Expats put $128bn in UAE kitty: report
Highly skilled immigrants contribute $128 billion (Dh470.14bn) to the UAE's economy every year, a new report has highlighted.
According to 'Stimulating Economies through Fostering Talent Mobility', released by the World Economic Forum (WEF) in collaboration with The Boston Consulting Group (BCG), the UAE ranks seventh among 22 select countries rated on migrants' dollar-terms contribution to the country's GDP.
The report points out that the education system in the UAE is among the best in the world when it comes to meeting business needs. The UAE ranks third among 22 countries rated on their education system's ability to meet the needs of a competitive economy.
The education system in the UAE – classified as a "newly industrialised economy" in the report – ranks ahead of some of the other major global economies, including the US, Australia, Germany, France and Japan.
The WEF report demonstrates the magnitude of an impending global labour crisis by analysing talent shortage across the 22 countries and 12 industry sectors.
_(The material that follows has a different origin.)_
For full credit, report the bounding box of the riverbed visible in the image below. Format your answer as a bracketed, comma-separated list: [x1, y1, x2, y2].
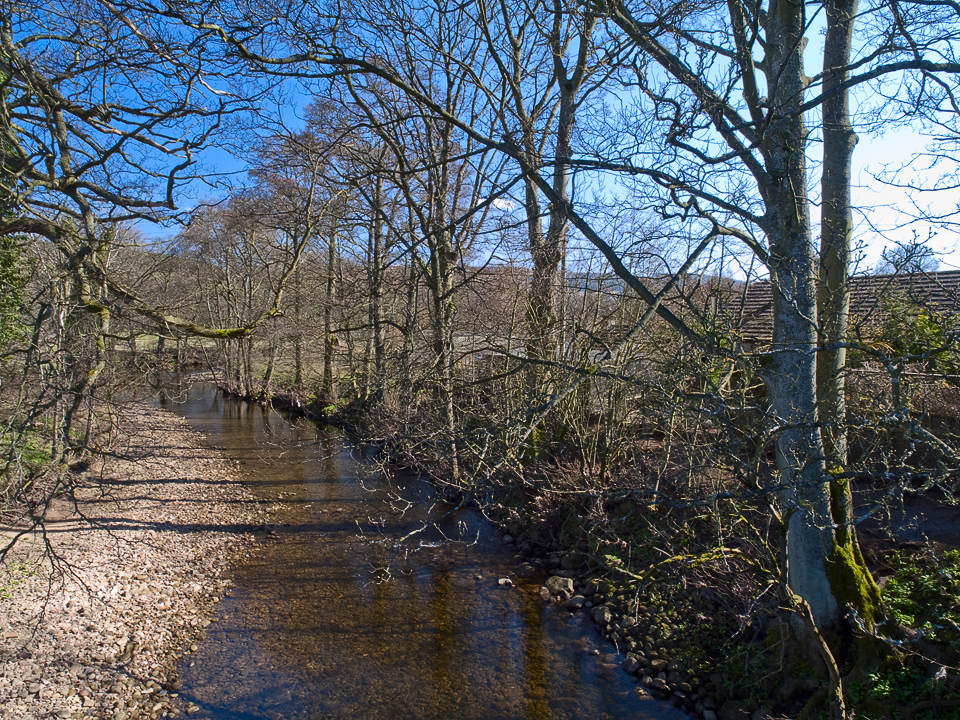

The report argues that talent mobility can stimulate economies in both developed and developing countries.
The report also reckons that 87 per cent of the highly skilled workforce in the UAE comprises migrants, far ahead of any of the other 22 economies studied. Luxembourg, with a 39 per cent share of migrants among the highly skilled workforce, is a distant second, followed by Australia (26 per cent), Canada and New Zealand (22 per cent each) and Switzerland (20 per cent).
Despite current high unemployment rates across the world, the global economy is entering a decade of unparalleled talent scarcity, says the report. If left unaddressed, it warns, this shortage will put a brake on economic growth in both developed and developing countries.
It argues that by 2030, the developed world will need millions of new employees to sustain economic growth. Of this, the US will need 26 million and Western Europe will need 46 million.
Developing countries, though not affected by ageing populations – the workforces of India and Brazil will grow by more than 200 million people over the next two decades – will also face huge skill gaps in some job categories due to low employability, the report says.
However, according to the report, labour supply in the UAE is expected to increase at a compound annual growth rate (CAGR) of 1.9 per cent between 2008 and 2020, a combined best (along with Egypt) among the 22 economies.
The report notes CAGR in UAE labour supply would then slow down to 1.4 per cent between 2020 and 2030 (second best after Egypt's 1.6 per cent), but would still be much better than the labour force growth in the rest of the economies, of which nine would witness negative CAGR, while the growth rate would be positive but less than one per cent in 10 of the remaining economies.